Gareth standing directly behind President Hoover at the White House,
Washington together with the Children of the Revolution, April 23rd
1931. Gareth was an uninvited guest!
Gareth
was aware of the interdependence of the great nations of the world. As David Lloyd George’s Foreign Affairs
Adviser, he would have fully understood the repercussions of the Treaty of
Versailles, which were reverberating more than a decade later. The British Prime Minister was one of its
signatories in 1919, after the Great War. The Treaty was sacred to the French and she was against its
revision. In Germany it had fermented
great bitterness.

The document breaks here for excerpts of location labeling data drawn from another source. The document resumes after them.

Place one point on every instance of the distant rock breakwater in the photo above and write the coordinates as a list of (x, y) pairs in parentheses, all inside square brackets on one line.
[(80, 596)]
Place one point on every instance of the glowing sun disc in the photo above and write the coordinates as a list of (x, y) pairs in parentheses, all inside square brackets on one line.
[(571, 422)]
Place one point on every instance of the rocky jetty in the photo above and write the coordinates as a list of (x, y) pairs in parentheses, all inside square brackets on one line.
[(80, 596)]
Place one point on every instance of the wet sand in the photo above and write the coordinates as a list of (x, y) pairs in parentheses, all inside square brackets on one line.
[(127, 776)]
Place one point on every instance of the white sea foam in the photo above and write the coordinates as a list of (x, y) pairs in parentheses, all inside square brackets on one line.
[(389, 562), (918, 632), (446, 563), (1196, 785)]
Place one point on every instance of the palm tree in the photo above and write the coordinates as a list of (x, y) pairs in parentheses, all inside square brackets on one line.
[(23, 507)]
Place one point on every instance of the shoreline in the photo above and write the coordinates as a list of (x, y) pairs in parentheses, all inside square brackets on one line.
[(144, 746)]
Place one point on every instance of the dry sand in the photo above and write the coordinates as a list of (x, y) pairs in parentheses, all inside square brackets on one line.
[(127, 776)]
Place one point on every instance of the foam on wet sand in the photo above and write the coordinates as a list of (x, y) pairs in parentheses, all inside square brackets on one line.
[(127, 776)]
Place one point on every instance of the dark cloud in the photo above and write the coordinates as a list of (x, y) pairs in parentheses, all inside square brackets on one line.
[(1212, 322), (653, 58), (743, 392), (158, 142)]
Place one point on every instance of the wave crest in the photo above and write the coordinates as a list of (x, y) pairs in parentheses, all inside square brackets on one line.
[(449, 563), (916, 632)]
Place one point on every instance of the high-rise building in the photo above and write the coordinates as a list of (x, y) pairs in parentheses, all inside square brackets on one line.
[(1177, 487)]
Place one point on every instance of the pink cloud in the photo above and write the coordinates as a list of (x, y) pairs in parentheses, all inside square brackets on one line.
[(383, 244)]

In an article he
published in The Western Mail
entitled: “The World in Banking Crisis
in 1931” he wrote graphically of how the collapse of the major bank, Credit-Anstalt in Austria, had been sufficient to cause a knock-on effect
resulting in a financial crisis of global proportions - a spark as small as
that which set Europe afire in 1914. He
poignantly wrote: “the rumblings of
disaster have grown more ominous. Japan
has taken advantage of the trouble in Europe to send troops into
Manchuria. The forces of Hitler, the
fascist, have mounted in Germany”. Appearing in The Western
Mail on July 30th 1935, two days after bandits captured
him, was an article by Gareth entitled: “Anglo-American Relations from the Japanese point of view”.